Los franceses le dieron el alto cerca de Colmenar. Un teniente de caballería que mandaba un pelotón de unos veinte hombres se quedó extrañado al ver a un caminante solitario, sin equipaje, dirigiéndose a Madrid sin otra ropa que un pantalón ajado y una camisa medio rota.

—¿Hablas mi idioma? —le preguntó el teniente en francés.

—Sí, sí, gracias al cielo que lo encuentro, teniente —respondió Faria.

—¿Quién eres?

—Me llamo Francisco de Faria y soy conde de Castuera; vivo en Madrid, en mi propia casa. Soy fiel y leal al rey José y al emperador. Salí de Madrid hace unos meses para ir a mi hacienda en Extremadura y unos malvados bandoleros me apresaron en el camino. Me robaron cuanto llevaba y me tuvieron secuestrado hasta ayer, que me soltaron en estas montañas.
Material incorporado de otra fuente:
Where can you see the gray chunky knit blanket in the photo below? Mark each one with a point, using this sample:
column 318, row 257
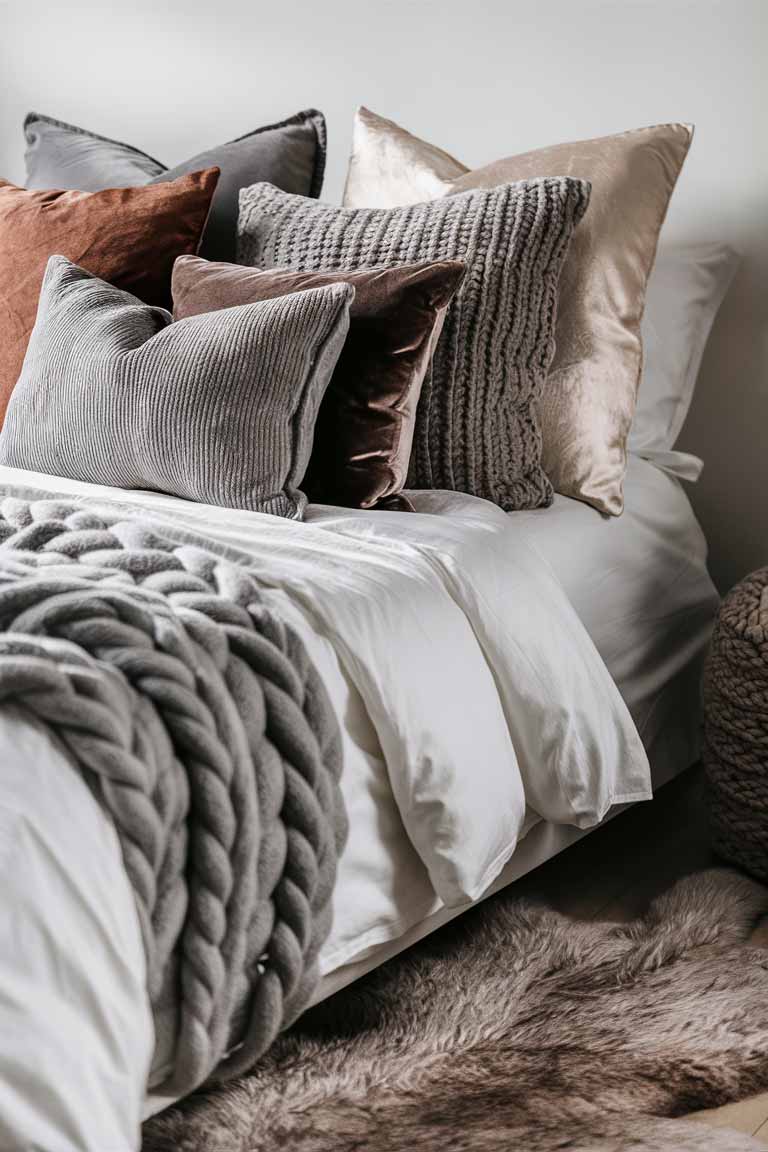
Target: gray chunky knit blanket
column 206, row 733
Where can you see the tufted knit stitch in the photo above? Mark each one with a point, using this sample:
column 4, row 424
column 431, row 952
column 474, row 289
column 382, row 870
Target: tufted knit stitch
column 736, row 726
column 477, row 425
column 206, row 733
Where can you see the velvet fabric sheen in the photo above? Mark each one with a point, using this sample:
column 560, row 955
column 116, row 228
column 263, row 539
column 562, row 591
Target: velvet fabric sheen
column 290, row 154
column 129, row 236
column 587, row 403
column 365, row 426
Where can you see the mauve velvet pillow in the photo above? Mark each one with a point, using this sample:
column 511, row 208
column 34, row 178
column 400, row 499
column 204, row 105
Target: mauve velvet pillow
column 129, row 236
column 365, row 426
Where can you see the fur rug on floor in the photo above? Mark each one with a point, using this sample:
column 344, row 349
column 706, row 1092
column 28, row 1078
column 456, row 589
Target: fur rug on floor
column 518, row 1030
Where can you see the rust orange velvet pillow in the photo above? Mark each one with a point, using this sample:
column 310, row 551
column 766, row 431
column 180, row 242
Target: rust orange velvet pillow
column 129, row 236
column 364, row 432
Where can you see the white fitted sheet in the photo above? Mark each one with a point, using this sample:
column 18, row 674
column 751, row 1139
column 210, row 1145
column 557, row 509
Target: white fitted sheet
column 640, row 586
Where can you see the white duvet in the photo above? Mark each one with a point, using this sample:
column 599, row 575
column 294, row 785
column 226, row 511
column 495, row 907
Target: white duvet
column 450, row 649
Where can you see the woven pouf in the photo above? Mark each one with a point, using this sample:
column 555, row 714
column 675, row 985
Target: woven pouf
column 736, row 726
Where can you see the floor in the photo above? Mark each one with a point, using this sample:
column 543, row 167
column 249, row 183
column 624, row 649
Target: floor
column 648, row 848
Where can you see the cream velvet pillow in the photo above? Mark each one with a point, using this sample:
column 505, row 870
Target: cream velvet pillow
column 588, row 401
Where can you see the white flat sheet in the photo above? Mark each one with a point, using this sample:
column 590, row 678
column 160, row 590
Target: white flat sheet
column 447, row 641
column 639, row 584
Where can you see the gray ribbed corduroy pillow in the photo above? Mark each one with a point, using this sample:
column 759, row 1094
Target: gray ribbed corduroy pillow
column 477, row 424
column 219, row 408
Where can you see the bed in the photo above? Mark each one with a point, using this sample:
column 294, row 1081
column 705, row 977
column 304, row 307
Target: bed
column 628, row 605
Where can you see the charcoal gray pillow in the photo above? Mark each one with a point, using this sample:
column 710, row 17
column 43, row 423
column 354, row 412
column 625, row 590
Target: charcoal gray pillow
column 290, row 154
column 219, row 408
column 477, row 425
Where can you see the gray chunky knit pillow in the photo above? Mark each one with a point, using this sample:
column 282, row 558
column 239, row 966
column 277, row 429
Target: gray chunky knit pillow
column 477, row 425
column 219, row 408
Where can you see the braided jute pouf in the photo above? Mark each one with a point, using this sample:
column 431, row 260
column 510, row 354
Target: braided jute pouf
column 736, row 727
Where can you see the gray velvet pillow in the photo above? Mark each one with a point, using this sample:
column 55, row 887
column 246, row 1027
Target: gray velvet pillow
column 477, row 426
column 219, row 408
column 290, row 154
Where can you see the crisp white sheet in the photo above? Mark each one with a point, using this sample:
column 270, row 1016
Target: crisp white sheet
column 385, row 601
column 76, row 1035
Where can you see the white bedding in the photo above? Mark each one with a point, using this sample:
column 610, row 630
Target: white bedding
column 640, row 586
column 472, row 699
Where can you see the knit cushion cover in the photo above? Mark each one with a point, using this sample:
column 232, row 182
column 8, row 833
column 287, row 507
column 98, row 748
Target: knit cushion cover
column 219, row 408
column 477, row 426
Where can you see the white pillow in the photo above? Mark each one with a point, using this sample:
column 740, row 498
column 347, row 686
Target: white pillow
column 685, row 289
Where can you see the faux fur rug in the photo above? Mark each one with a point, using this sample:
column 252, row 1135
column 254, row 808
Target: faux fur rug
column 519, row 1030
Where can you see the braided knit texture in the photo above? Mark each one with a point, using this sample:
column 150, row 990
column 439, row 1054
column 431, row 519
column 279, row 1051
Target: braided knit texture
column 736, row 726
column 205, row 730
column 477, row 425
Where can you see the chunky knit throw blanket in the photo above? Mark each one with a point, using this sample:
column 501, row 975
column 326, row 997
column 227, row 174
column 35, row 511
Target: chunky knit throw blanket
column 206, row 733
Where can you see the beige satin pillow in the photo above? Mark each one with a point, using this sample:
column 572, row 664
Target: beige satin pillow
column 590, row 396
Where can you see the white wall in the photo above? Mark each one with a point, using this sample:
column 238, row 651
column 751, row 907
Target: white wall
column 481, row 78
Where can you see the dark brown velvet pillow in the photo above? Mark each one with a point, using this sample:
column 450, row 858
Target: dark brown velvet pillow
column 365, row 427
column 129, row 236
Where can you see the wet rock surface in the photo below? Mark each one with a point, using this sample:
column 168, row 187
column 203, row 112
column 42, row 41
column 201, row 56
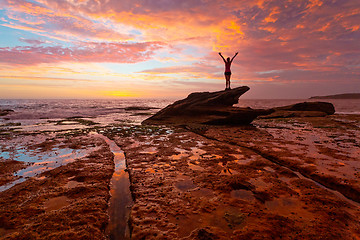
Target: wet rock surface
column 213, row 108
column 281, row 178
column 216, row 108
column 64, row 201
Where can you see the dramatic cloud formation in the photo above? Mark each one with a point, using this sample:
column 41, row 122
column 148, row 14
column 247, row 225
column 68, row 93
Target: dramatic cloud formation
column 168, row 45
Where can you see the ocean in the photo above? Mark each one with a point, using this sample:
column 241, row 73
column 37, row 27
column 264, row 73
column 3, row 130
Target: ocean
column 38, row 112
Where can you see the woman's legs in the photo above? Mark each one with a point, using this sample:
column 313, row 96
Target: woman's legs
column 227, row 77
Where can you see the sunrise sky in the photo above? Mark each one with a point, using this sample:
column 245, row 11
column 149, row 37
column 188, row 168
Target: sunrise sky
column 169, row 48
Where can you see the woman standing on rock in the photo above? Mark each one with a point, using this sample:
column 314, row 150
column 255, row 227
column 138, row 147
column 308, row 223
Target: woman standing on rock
column 227, row 69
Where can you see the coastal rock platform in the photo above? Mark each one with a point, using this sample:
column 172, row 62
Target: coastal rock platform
column 214, row 108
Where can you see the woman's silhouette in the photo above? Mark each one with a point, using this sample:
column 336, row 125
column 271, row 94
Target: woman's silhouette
column 227, row 69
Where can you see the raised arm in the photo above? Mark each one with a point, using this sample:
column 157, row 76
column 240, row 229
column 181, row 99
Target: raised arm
column 222, row 57
column 234, row 56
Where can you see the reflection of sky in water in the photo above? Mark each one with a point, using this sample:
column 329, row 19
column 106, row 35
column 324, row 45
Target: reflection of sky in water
column 40, row 161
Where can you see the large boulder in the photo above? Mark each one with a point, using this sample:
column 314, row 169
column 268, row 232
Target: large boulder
column 208, row 108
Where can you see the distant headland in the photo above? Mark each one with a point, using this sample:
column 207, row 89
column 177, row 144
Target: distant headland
column 339, row 96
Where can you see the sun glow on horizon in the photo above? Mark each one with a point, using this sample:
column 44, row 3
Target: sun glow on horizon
column 146, row 48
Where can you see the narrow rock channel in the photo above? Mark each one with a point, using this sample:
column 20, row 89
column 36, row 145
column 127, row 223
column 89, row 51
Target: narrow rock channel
column 121, row 201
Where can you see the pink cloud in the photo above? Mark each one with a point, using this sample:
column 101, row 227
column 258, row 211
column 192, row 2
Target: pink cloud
column 87, row 52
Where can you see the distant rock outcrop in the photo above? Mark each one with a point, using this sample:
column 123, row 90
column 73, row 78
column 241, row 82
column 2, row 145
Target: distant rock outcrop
column 5, row 112
column 214, row 108
column 305, row 109
column 339, row 96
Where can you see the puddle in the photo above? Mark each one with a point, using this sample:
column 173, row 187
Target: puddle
column 243, row 194
column 195, row 167
column 120, row 201
column 203, row 192
column 150, row 150
column 56, row 203
column 41, row 161
column 73, row 184
column 287, row 206
column 269, row 169
column 224, row 218
column 259, row 184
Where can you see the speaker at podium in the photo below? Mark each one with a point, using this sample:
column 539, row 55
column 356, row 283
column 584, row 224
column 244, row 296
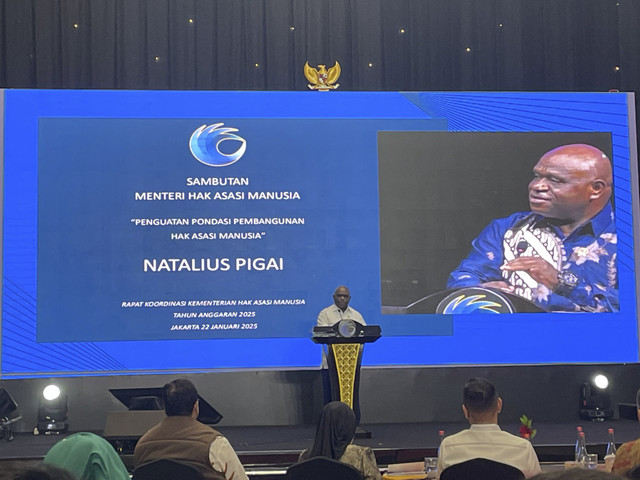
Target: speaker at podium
column 345, row 341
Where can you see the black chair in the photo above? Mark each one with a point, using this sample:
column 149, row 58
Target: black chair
column 321, row 468
column 167, row 469
column 634, row 473
column 481, row 469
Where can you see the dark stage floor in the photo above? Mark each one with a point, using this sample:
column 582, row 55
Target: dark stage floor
column 278, row 447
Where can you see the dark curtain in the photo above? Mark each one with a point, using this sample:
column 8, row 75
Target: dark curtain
column 263, row 44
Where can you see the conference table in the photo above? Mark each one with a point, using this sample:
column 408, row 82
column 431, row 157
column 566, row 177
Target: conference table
column 411, row 471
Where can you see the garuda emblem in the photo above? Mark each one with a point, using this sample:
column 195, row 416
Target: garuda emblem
column 322, row 79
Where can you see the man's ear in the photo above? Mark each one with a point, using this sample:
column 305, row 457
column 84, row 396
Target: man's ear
column 598, row 187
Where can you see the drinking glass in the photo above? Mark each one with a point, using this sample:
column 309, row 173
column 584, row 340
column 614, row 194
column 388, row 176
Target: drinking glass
column 431, row 466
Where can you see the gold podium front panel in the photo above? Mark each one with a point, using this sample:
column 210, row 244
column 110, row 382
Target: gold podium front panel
column 346, row 360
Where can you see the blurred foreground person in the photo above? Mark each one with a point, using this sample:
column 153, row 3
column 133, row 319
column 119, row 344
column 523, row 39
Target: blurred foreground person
column 334, row 434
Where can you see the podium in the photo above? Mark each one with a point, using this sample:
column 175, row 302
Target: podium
column 345, row 341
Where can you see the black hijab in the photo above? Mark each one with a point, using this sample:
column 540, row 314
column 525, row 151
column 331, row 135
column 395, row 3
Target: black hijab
column 336, row 429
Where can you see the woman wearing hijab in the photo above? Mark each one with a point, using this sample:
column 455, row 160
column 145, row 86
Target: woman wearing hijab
column 334, row 434
column 88, row 457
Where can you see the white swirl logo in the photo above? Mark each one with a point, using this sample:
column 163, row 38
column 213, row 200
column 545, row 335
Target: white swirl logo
column 205, row 145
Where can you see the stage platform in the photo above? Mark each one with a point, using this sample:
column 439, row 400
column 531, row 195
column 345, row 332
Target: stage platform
column 266, row 451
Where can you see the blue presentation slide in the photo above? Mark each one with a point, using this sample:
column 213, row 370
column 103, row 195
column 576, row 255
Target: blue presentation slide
column 188, row 231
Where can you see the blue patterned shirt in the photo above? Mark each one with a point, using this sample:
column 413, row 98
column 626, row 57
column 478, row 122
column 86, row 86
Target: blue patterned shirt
column 589, row 252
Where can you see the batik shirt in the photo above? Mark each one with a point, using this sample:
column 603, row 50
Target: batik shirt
column 589, row 252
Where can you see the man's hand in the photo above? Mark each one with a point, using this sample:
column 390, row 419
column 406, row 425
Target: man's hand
column 539, row 269
column 499, row 285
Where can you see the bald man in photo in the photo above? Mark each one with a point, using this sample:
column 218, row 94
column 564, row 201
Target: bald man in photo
column 561, row 255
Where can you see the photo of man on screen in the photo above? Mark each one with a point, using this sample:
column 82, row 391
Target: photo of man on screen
column 560, row 255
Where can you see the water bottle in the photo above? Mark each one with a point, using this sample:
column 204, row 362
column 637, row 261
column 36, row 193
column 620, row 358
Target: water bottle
column 582, row 451
column 577, row 449
column 611, row 446
column 610, row 456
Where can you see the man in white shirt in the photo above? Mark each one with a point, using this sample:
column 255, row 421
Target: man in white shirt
column 484, row 439
column 180, row 436
column 340, row 310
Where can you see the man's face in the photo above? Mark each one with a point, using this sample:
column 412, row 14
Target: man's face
column 341, row 298
column 561, row 187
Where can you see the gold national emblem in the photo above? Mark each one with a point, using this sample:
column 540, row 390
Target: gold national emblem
column 322, row 79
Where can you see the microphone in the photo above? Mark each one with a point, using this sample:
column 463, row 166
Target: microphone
column 522, row 246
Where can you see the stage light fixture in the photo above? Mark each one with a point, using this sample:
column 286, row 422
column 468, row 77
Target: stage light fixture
column 52, row 411
column 595, row 398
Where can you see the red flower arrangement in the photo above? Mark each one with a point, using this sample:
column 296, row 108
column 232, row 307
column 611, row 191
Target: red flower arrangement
column 525, row 427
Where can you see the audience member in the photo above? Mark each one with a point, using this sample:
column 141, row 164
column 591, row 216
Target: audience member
column 42, row 471
column 179, row 436
column 334, row 434
column 577, row 474
column 88, row 457
column 484, row 439
column 628, row 455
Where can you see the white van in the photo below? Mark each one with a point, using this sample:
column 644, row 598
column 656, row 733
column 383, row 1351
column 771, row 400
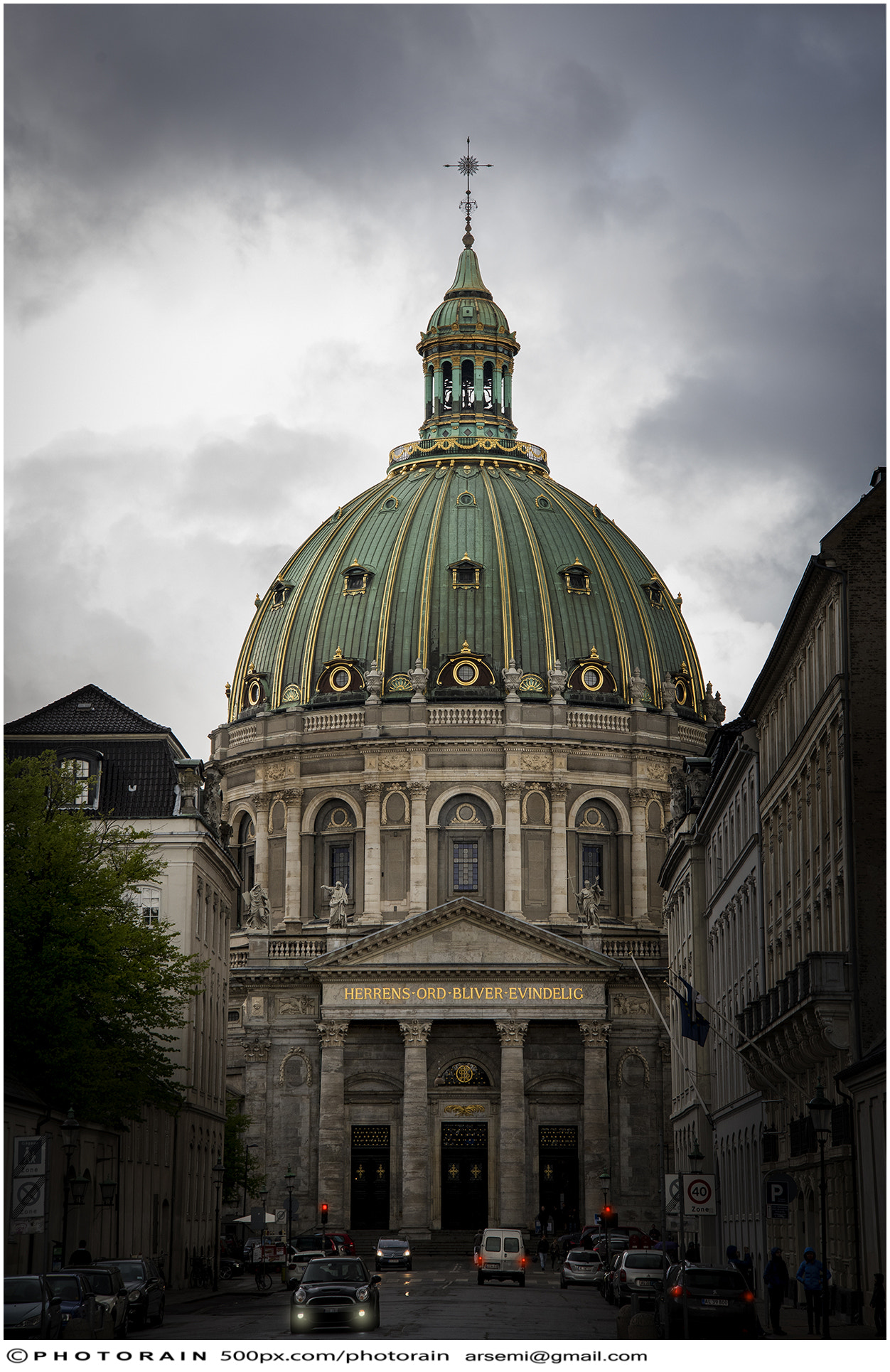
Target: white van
column 501, row 1257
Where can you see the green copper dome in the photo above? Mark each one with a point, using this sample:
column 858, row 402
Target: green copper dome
column 468, row 556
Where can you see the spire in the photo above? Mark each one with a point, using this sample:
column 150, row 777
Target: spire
column 468, row 166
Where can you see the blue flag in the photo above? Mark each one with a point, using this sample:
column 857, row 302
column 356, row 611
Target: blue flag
column 693, row 1024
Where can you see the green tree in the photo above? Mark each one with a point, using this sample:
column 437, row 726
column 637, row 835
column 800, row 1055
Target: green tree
column 95, row 997
column 236, row 1153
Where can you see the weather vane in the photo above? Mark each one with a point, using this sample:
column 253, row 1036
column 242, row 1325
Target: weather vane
column 468, row 166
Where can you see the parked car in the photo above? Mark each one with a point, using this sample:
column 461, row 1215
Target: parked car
column 639, row 1272
column 144, row 1289
column 580, row 1268
column 394, row 1253
column 31, row 1311
column 321, row 1242
column 501, row 1257
column 81, row 1316
column 110, row 1293
column 335, row 1292
column 719, row 1304
column 296, row 1265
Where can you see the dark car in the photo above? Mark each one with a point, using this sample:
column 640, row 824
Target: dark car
column 80, row 1313
column 31, row 1311
column 144, row 1289
column 110, row 1292
column 335, row 1293
column 719, row 1304
column 394, row 1253
column 326, row 1242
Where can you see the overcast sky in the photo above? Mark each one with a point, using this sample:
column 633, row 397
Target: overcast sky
column 228, row 225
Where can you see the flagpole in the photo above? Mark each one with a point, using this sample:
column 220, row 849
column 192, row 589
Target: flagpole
column 708, row 1117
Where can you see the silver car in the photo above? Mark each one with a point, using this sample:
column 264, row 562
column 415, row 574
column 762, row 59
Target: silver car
column 581, row 1267
column 639, row 1272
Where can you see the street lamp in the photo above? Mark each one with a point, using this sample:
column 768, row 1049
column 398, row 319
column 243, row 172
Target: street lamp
column 218, row 1174
column 820, row 1113
column 75, row 1189
column 290, row 1177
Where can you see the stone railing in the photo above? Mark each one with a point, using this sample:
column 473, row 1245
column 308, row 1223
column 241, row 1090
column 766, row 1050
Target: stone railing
column 465, row 715
column 631, row 947
column 608, row 721
column 321, row 721
column 298, row 948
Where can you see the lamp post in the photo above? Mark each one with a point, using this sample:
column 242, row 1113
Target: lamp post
column 290, row 1177
column 75, row 1189
column 820, row 1113
column 218, row 1174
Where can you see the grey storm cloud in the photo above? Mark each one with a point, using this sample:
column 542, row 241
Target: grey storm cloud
column 687, row 203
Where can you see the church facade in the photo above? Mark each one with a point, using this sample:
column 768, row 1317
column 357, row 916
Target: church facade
column 446, row 780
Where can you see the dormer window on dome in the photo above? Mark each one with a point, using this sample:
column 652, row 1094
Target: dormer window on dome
column 593, row 675
column 465, row 574
column 341, row 674
column 465, row 668
column 577, row 578
column 355, row 579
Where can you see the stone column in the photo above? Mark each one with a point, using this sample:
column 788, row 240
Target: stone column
column 639, row 874
column 292, row 869
column 419, row 847
column 512, row 1035
column 513, row 850
column 261, row 852
column 559, row 855
column 416, row 1130
column 370, row 914
column 332, row 1142
column 596, row 1034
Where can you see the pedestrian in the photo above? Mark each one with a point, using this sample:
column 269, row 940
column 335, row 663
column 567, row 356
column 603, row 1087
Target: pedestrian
column 810, row 1276
column 776, row 1282
column 879, row 1305
column 81, row 1257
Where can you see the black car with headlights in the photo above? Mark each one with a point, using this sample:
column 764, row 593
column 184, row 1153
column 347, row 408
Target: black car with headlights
column 335, row 1293
column 31, row 1311
column 392, row 1253
column 144, row 1289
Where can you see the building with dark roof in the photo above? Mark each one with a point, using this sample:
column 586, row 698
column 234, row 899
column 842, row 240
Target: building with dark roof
column 137, row 773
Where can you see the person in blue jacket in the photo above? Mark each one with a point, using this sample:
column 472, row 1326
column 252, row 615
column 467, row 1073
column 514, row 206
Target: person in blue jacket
column 810, row 1276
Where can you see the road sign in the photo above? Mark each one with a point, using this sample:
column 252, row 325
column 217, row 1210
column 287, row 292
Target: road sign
column 698, row 1193
column 779, row 1189
column 29, row 1184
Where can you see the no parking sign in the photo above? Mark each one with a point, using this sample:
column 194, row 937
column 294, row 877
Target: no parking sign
column 698, row 1193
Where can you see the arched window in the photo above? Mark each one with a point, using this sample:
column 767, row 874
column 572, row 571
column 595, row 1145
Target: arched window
column 468, row 385
column 447, row 390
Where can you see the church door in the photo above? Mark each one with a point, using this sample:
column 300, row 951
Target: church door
column 369, row 1190
column 557, row 1172
column 464, row 1176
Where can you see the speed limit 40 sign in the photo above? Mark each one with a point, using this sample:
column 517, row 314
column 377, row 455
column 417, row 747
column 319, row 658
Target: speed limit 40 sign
column 698, row 1193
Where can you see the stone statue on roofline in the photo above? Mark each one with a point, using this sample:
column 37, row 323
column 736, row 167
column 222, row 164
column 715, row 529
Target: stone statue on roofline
column 258, row 911
column 336, row 904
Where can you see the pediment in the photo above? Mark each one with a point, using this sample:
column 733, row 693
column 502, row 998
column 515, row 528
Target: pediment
column 463, row 935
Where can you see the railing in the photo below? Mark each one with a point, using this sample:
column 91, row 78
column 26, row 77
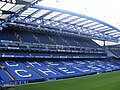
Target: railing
column 47, row 47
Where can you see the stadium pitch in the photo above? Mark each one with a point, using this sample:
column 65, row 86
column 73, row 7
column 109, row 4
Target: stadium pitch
column 105, row 81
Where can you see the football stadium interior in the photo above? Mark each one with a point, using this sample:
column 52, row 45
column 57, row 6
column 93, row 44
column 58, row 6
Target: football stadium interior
column 40, row 44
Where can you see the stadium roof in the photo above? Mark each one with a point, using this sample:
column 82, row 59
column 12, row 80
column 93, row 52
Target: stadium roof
column 36, row 15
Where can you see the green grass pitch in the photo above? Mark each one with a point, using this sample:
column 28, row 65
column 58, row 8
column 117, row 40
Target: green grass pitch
column 105, row 81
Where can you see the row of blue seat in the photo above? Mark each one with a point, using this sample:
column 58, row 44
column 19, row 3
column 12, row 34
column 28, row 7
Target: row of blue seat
column 44, row 70
column 33, row 37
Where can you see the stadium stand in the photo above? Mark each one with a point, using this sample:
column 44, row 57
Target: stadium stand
column 26, row 71
column 36, row 51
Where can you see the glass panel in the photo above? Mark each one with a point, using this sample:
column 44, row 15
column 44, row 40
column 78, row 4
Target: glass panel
column 78, row 20
column 90, row 24
column 27, row 0
column 7, row 6
column 52, row 15
column 102, row 27
column 2, row 3
column 4, row 16
column 29, row 11
column 40, row 13
column 68, row 19
column 97, row 26
column 88, row 21
column 16, row 8
column 62, row 16
column 110, row 31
—Esos bandidos suelen matar a sus víctimas —adujo el teniente.

—Yo les prometí que les daría dinero si me soltaban. Mi hacienda en Castuera es próspera y extensa, y genera muchas rentas.

—Esos asesinos no tienen palabra. ¿Qué les has prometido para que te dejaran vivir?

—Ya se lo he dicho, teniente, les prometí mucho dinero si me soltaban vivo. Los convencí diciéndoles que muerto no valdría nada para ellos, pero que si me permitían vivir podría recompensarles.

—¿Cómo puedo saber que eres quien dices?

—Lléveme a Madrid, teniente, allá lo podrá comprobar. Le repito que soy conde y fiel vasallo de don José.

El teniente se pasó la mano por la barbilla y se atusó un fino y largo bigote.

—De acuerdo. Pero si no es cierto lo que me has contado, yo mismo te rebanaré el cuello.

—Es cierto, teniente, por la santísima Virgen de Guadalupe que cuanto le he dicho es la verdad.